Michael Cunningham

Personal information
- Full name: Michael Lewis Cunningham
- Date of birth: 5 February 1991 (age 35)
- Place of birth: Nottingham, England
- Height: 1.82 m (6 ft 0 in)
- Position: Forward

Youth career
- 0000–2009: Nike Academy
- 2010: Luton Town

College career
- Years: Team / Apps / (Gls)
- 2011–2014: Roberts Wesleyan Redhawks / 76 / (30)

Senior career*
- Years: Team / Apps / (Gls)
- 2014: Southern California Seahorses / 14 / (1)
- 2016: Northcote City / 11 / (0)
- 2016: Quorn
- 2017: Syracruse Silver Knights (indoor) / 8 / (0)
- 2018–2020: Rochester Lancers (indoor) / 30 / (20)
- 2019–2020: Rochester Lancers / 10 / (4)
- 2021: FC Tulsa / 1 / (0)
- 2021: → Stumptown AC (loan) / 2 / (0)
- 2021–2022: Harrisburg Heat (indoor) / 18 / (9)
- 2022−2023: Flower City Union / 6 / (0)

= Michael Cunningham (footballer, born 1991) =

English footballer

Michael Lewis Cunningham (born 5 February 1991) is an English footballer who plays as a forward.

==Career==
===Youth===
Cunningham played with various local sides before attending the Nike Academy, where he impressed enough to earn an academy contract at Luton Town in 2010.

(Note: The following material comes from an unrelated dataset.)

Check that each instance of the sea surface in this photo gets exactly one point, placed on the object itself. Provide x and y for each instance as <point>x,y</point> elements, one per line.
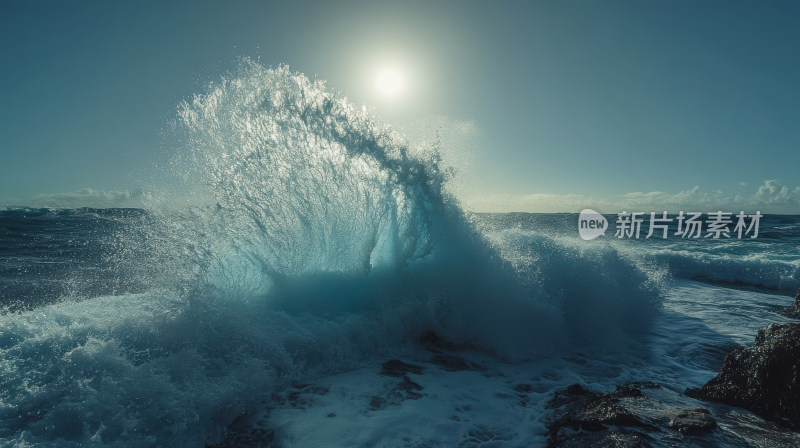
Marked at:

===College & Semi Professional===
Following his release from Luton Town, Cunningham applied to various colleges in the United States, eventually been offered a scholarship to play college soccer at NCAA Division II college Roberts Wesleyan College in New York. At Roberts Wesleyan, Cunningham made 76 appearances, scoring 30 goals and tallying 17 assists over four seasons and was twice named First Team NCCAA All-American, in 2012 and 2014.

In the summer of 2014, Cunningham also appeared for USL Premier Development League side Southern California Seahorses.

===Professional===
Cunningham signed his first professional contract In January 2016 with Australian NPL Victoria 2 side Northcote City FC. He went on to make 11 appearances for the club.

Following a spell in Australia, Cunningham had a short stint with Midland Premier League side Quorn in the second half of 2016.

Cunningham returned to the United States in 2017, joining MASL indoor soccer side Syracruse Silver Knights and later Rochester Lancers. With Rochester in 2018, Cunningham scored 13 goals in 13 appearances. He made a single appearance for the indoor team in 2019, and scored 7 in 17 appearances in 2020. Rochester also operate an outdoor team who compete in the NPSL, who Cunningham played with in 2019, scoring 4 goals in 10 regular season appearances. The 2020 season was cancelled due to the COVID-19 pandemic.

On 7 April 2021, Cunningham joined USL Championship side FC Tulsa following a successful trial. He made his debut for the club on 19 May 2021, appearing as a 74th-minute substitute during a 5–0 loss to Atlanta United 2.

On 20 September 2021, Cunningham joined National Independent Soccer Association club Stumptown AC on a loan deal.

==Personal==
As well as playing professionally, Cunningham also operates a YouTube channel and podcast under his 7mlc brand, which has almost two million subscribers.